Однако меня, очень занятого предупреждением на
ксерографии, волнует не сам поступок, который можно объяснить
и аффектом, а скорее то, когда выносится приговор. Петрюс
Борель, Ликантроп, изображенный в черном, держащим у груди
кинжал, умер вполне случайно. "Черный человек с белым лицом",
Ксавье Форнере, спавший в гробу, сошел в него совершенно
естественным путем. Романтики, сделавшие Смерть своей
любовницей, праздновавшие Парижскую Чуму, отголоски которой в
маленькой трагедии Пушкина, так жили с этим своим будущим,
как будто будущий никогда не придет. Даже и Жак Риго, Первый
Самоубийца сюрреалистов, "Риго-Смерть", покончил с собой
только на четвертый раз. Что касается моего приятеля, то о
его самоубийстве можно судить по его же словам, но не по
самому случаю, который легко мог оказаться несчастьем.
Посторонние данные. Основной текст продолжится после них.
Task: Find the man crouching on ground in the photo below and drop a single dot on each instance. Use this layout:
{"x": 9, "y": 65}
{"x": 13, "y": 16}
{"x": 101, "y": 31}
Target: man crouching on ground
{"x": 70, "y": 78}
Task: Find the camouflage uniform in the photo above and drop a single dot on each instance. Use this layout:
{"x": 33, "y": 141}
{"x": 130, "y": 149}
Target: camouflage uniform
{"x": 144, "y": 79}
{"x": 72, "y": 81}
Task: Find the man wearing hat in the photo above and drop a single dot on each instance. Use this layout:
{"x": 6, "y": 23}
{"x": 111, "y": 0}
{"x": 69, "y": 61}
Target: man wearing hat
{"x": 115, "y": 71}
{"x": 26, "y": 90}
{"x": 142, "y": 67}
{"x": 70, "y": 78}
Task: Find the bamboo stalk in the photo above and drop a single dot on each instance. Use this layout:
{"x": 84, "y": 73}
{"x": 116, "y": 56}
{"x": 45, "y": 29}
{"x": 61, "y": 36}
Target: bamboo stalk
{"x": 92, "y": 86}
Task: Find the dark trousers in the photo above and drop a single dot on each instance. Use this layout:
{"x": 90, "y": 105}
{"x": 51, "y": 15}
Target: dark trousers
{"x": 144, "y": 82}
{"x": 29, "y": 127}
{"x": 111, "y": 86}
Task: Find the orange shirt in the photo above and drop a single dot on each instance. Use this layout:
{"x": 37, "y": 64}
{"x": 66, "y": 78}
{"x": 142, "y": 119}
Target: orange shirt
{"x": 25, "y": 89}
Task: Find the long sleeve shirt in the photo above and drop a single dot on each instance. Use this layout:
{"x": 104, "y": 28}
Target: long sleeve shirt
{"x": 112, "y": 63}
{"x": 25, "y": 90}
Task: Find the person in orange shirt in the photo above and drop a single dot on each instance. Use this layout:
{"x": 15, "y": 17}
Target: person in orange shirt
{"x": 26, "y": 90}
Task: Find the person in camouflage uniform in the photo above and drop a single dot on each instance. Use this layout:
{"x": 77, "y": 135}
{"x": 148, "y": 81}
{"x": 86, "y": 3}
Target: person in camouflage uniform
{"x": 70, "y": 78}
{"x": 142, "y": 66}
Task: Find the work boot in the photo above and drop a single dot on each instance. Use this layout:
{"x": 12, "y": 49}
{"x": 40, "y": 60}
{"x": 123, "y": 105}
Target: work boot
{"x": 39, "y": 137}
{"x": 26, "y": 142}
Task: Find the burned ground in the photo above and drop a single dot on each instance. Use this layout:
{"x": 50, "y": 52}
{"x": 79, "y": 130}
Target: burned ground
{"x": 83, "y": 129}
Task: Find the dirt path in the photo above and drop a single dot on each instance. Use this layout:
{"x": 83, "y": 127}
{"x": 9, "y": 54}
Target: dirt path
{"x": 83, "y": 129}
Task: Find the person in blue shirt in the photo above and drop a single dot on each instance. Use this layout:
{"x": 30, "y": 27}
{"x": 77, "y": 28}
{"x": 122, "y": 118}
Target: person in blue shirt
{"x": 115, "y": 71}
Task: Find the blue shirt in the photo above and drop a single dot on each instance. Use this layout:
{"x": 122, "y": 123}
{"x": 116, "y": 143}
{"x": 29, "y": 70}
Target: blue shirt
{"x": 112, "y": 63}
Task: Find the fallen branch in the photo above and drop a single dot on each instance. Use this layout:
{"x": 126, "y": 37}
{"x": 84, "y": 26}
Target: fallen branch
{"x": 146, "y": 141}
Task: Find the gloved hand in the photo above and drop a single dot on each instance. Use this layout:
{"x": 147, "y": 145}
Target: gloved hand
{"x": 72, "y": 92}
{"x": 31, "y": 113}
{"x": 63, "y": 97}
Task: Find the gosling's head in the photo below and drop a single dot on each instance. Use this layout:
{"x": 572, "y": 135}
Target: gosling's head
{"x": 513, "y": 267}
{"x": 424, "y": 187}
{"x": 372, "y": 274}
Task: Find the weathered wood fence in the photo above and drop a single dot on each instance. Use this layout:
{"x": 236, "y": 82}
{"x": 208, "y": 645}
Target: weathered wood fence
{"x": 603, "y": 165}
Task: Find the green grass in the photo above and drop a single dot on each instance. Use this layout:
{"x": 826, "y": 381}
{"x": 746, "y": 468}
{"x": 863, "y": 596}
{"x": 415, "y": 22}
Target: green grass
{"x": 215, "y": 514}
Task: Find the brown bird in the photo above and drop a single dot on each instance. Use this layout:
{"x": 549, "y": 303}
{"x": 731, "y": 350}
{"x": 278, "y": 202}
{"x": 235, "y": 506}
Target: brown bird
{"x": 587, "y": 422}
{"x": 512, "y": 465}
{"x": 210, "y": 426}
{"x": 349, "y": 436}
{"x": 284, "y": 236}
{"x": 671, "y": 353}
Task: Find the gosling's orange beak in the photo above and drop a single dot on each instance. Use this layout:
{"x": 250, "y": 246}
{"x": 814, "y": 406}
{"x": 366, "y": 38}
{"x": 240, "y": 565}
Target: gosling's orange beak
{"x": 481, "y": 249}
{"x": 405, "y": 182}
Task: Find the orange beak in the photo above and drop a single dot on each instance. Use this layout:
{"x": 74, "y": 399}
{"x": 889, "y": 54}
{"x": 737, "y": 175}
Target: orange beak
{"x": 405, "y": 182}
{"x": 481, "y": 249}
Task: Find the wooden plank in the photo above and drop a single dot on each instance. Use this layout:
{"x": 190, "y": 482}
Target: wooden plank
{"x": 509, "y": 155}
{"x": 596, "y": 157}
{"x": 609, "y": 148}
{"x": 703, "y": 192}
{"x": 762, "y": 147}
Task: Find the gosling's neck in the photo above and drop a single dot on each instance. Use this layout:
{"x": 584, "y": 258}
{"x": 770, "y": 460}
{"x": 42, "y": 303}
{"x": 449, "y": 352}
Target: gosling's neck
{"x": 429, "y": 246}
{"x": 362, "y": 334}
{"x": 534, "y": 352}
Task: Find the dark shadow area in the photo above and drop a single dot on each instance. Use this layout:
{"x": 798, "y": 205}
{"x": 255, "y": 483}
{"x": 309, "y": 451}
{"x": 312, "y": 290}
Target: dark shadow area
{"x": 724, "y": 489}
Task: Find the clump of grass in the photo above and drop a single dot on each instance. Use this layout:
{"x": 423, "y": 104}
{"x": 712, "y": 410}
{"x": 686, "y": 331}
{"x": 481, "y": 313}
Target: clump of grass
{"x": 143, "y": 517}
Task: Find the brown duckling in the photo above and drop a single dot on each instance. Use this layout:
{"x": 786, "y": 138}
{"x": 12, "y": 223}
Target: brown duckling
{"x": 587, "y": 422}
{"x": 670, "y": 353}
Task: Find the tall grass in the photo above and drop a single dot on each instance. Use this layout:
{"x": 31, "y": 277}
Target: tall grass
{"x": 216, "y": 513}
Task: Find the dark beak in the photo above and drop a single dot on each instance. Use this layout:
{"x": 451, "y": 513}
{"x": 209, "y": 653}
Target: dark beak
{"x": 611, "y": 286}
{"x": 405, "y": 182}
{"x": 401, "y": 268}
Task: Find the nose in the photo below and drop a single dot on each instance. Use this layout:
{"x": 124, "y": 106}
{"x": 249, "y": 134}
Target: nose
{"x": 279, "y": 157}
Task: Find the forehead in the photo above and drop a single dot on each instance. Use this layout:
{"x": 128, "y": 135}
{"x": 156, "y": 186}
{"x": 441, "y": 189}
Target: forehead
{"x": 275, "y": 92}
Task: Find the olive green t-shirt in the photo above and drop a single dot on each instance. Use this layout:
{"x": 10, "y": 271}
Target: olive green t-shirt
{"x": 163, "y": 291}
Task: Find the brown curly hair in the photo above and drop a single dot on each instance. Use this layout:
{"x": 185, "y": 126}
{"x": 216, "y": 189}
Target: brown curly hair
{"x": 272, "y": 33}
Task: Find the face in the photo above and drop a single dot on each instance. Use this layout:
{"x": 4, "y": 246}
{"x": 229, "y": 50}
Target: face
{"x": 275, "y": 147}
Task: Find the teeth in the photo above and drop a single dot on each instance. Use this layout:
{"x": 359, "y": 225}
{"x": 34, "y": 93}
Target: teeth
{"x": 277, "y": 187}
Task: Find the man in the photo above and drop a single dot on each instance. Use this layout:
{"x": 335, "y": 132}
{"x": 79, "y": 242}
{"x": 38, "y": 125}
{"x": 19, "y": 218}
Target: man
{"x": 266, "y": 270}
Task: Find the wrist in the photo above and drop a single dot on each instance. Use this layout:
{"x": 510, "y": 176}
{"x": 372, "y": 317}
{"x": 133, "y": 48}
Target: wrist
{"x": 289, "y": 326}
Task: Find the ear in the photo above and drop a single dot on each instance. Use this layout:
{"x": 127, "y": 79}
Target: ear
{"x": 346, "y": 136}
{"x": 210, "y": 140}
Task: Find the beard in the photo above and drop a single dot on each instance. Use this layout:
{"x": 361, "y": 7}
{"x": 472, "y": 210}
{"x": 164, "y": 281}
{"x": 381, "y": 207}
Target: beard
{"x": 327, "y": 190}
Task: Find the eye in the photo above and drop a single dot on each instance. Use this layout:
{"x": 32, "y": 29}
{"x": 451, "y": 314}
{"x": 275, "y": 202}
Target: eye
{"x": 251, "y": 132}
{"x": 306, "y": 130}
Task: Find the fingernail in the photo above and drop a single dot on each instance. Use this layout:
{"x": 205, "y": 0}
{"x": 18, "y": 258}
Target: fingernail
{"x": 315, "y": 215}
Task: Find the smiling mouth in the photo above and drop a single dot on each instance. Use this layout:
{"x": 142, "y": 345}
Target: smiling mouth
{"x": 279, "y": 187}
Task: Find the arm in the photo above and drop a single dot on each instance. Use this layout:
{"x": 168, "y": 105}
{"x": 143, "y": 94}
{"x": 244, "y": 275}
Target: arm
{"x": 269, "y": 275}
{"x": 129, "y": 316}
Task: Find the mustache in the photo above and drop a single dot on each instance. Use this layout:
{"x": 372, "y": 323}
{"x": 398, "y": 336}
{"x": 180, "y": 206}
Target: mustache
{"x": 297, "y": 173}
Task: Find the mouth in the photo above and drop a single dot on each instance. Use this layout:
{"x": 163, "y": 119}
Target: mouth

Он вообще напоминает мне того Мурзилку, чей портрет на
обложке книги, самого умного, ловкого и храброго среди лесных
малюток. Он одевается лучше всех, по картинке, которую сам
разыскал в модном журнале. Его высокая, лоснящаяся
шляпа-цилиндр куплена в лучшем парижском магазине; таких
красивых ботинок ни у кого нет, а тросточка, с которой он
никогда не расстается, это верх изящества. В одном глазу он
носит стеклышко, но не потому, чтобы он плохо выглядел или
был близорукий, а потому, что он находит, что это очень
красиво. Когда он идет куда-нибудь в гости, то всегда в
петлицу втыкает розу и надевает высокие, белые, как снег,
воротники, которые очень к лицу. Над ним смеются все лесные
человечки, что он щеголь и франт, и даже (он этого не
скрывает) зовут его "Мурзилка Пустая Голова".
- Но, конечно, - говорит он, - это просто от зависти.
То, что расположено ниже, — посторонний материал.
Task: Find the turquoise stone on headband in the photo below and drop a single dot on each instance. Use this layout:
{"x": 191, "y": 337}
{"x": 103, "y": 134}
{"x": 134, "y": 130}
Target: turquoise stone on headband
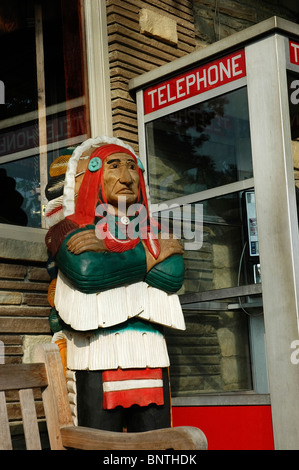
{"x": 139, "y": 162}
{"x": 95, "y": 164}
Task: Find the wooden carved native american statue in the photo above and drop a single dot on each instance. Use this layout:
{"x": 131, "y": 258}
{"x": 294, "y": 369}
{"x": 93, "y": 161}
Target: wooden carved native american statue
{"x": 113, "y": 288}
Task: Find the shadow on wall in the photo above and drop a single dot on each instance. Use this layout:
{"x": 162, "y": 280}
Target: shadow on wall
{"x": 10, "y": 202}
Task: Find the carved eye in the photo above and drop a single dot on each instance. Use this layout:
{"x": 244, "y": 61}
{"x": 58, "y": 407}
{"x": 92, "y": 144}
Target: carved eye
{"x": 95, "y": 164}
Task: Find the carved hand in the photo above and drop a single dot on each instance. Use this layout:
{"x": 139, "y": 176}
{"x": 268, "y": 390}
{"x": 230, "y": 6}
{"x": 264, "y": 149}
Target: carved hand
{"x": 85, "y": 241}
{"x": 169, "y": 247}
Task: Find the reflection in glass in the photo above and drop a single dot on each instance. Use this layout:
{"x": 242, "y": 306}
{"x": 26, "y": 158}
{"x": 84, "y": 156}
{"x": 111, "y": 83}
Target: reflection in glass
{"x": 200, "y": 147}
{"x": 20, "y": 192}
{"x": 46, "y": 79}
{"x": 222, "y": 258}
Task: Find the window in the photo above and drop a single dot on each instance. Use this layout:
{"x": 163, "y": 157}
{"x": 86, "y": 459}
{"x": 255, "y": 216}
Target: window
{"x": 46, "y": 107}
{"x": 200, "y": 155}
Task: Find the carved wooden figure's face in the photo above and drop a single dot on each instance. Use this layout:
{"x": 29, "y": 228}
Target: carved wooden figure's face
{"x": 120, "y": 179}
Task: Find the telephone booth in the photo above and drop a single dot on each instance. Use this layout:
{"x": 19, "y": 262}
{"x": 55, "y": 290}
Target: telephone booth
{"x": 218, "y": 133}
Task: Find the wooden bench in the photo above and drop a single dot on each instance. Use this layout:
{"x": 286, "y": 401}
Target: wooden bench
{"x": 47, "y": 374}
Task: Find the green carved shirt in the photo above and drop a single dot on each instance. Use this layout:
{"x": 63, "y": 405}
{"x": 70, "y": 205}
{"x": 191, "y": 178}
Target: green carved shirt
{"x": 92, "y": 272}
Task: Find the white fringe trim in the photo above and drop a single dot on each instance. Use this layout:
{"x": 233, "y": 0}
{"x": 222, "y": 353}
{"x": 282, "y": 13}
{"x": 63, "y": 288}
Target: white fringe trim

Разве на "пустой голове" сидела бы так хорошо высокая шапка?
Понятно, нет! А носить так изящно стеклышко в глазу и держать
так ловко трость, и ходить так легко, в таких изящных
ботинках с длинными, узкими носками, разве в состоянии была
бы "пустая голова"? Конечно, нет! У меня голова не только не
пустая, но напротив, полна самых умных замыслов.
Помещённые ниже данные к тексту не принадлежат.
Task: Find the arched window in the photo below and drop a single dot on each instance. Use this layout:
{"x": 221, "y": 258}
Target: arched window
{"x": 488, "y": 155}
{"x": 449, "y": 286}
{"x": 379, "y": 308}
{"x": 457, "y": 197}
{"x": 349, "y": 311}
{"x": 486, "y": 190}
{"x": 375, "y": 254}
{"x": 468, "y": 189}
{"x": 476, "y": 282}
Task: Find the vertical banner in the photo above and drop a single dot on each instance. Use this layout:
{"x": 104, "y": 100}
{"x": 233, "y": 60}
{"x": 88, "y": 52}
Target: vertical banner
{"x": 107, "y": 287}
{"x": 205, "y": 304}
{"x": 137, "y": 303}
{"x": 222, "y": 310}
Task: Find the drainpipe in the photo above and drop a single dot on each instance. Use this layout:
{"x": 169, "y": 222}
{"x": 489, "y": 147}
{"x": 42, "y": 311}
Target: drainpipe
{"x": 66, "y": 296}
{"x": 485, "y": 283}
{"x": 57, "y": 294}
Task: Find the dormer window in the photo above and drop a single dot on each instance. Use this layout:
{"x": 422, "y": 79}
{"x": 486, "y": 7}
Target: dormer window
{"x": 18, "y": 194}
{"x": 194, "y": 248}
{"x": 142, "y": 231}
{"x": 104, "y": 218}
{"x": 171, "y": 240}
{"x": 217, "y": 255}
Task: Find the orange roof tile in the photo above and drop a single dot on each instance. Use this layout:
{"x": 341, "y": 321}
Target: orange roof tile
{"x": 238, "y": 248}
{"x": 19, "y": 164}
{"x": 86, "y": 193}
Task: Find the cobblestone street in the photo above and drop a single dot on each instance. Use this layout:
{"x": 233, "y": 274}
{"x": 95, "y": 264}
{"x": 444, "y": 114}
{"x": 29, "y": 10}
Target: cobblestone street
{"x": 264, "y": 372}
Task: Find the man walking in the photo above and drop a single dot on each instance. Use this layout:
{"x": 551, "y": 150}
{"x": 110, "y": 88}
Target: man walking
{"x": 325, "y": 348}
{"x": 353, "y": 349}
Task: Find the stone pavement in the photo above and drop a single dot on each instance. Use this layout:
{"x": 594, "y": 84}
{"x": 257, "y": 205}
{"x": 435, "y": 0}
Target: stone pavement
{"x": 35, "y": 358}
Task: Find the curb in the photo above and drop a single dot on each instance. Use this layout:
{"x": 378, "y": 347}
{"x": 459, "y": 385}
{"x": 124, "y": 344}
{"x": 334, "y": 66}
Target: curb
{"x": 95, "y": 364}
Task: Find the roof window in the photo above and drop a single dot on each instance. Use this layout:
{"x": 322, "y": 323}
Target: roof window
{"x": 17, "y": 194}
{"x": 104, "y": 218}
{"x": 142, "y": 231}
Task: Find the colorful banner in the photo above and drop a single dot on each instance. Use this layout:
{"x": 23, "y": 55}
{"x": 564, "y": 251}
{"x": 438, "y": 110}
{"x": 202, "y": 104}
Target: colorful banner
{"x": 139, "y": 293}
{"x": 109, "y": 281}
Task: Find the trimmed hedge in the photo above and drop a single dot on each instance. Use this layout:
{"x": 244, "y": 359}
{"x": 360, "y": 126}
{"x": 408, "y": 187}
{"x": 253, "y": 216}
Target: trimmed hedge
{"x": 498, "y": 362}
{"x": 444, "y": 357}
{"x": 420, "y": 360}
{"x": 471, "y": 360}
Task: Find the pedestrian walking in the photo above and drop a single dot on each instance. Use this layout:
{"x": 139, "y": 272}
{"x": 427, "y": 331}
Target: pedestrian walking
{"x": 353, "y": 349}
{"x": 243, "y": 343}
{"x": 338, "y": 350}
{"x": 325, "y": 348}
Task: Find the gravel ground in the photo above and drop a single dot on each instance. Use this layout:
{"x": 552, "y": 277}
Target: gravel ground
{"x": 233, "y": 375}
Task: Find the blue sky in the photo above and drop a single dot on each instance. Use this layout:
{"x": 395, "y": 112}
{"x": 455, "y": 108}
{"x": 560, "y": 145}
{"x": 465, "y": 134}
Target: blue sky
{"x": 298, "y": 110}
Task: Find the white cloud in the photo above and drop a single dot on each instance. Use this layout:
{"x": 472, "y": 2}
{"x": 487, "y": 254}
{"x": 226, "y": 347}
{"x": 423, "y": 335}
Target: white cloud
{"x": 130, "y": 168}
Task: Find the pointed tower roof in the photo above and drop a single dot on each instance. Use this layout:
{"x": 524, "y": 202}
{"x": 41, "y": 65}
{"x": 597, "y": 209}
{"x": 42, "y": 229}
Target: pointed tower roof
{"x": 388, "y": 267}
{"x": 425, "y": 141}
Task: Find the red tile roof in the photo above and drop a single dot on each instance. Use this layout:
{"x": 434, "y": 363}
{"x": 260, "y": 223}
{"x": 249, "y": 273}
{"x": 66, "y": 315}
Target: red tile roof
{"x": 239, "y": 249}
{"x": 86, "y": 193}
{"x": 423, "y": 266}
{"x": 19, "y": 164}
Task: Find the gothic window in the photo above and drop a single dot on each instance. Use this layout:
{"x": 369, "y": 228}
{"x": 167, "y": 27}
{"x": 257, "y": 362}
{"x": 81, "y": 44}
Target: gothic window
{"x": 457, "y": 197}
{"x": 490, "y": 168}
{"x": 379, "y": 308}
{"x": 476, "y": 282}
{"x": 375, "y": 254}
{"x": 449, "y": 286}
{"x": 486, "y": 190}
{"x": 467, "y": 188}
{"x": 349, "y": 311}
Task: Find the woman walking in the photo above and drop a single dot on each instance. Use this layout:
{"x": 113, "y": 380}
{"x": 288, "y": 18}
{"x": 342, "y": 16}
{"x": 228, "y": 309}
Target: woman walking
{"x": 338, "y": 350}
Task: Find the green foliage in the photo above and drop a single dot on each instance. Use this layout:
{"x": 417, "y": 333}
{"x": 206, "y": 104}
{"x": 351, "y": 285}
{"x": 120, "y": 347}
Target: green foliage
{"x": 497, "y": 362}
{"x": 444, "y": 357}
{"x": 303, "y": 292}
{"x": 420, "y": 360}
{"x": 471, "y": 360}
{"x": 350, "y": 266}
Правда; теперь, когда я не вижу его живого, в моих
воспоминаниях манера держаться, легкость в интонации сами
собой рисуют маленького дэнди, "глоб-троттера", изобретателя
и чудака. Он позволил себе роскошь, мысли, которые можно не
продолжать, замыслы, осуществимые только в воздухе. Он мог бы
стать живописцем, если бы не выдумывал картин, которые можно
представить, но нельзя нарисовать; писателем, если бы его
образы не выражались в словах, непечатных не потому, что они
гадость, а потому, что их быть не может. Впрочем, с таким же
условием он мог бы стать пчеловодом, картографом, брокером
или пожарным. Во время наших прогулок он вел себя, как
советский разведчик в глубоком тылу врага. Да, его последняя
записка подписана "Капитан Клосс".
И еще, Чилим Салтанов, Радж Капут, Семен Растаман и
Марлен Заич Мепет-Мепе. Уже в том, как он любил все эти
переодевания, двойники и прочее альтер эго, можно понять,
почему его исчезновение подогревает мои страхи. Не есть ли
эта подозреваемая мной патология, диковинное произрастание
человека, в его желании стать тем Фантомасом, который
стремится к власти над миром, распространяя себя до его
подобия? Какими словами он поджидает момент, когда
невероятные измышления Парацельса вдруг сбудутся, уже помимо
его самого?
Тем, кто не знаком со слов Альфреда Жарри с делами и
мнениями д-ра Фостроля, будет интересно узнать, что есть
дисциплина, которая то же по отношению к метафизике, как
последняя - к физике. Однако, в отличие от обеих, применяется
только в оперативных целях. Основания патафизики были
заложены на заре века сильнодействующих средств, на
неиспорченный организм она может подействовать, как называют
медики, парамнезией, а по-нашему, сделает из него "гага". Мы
обращаемся к ней в трудных случаях, когда странности и
парадоксы сделали жизнь эксцентрической несколько выше сил.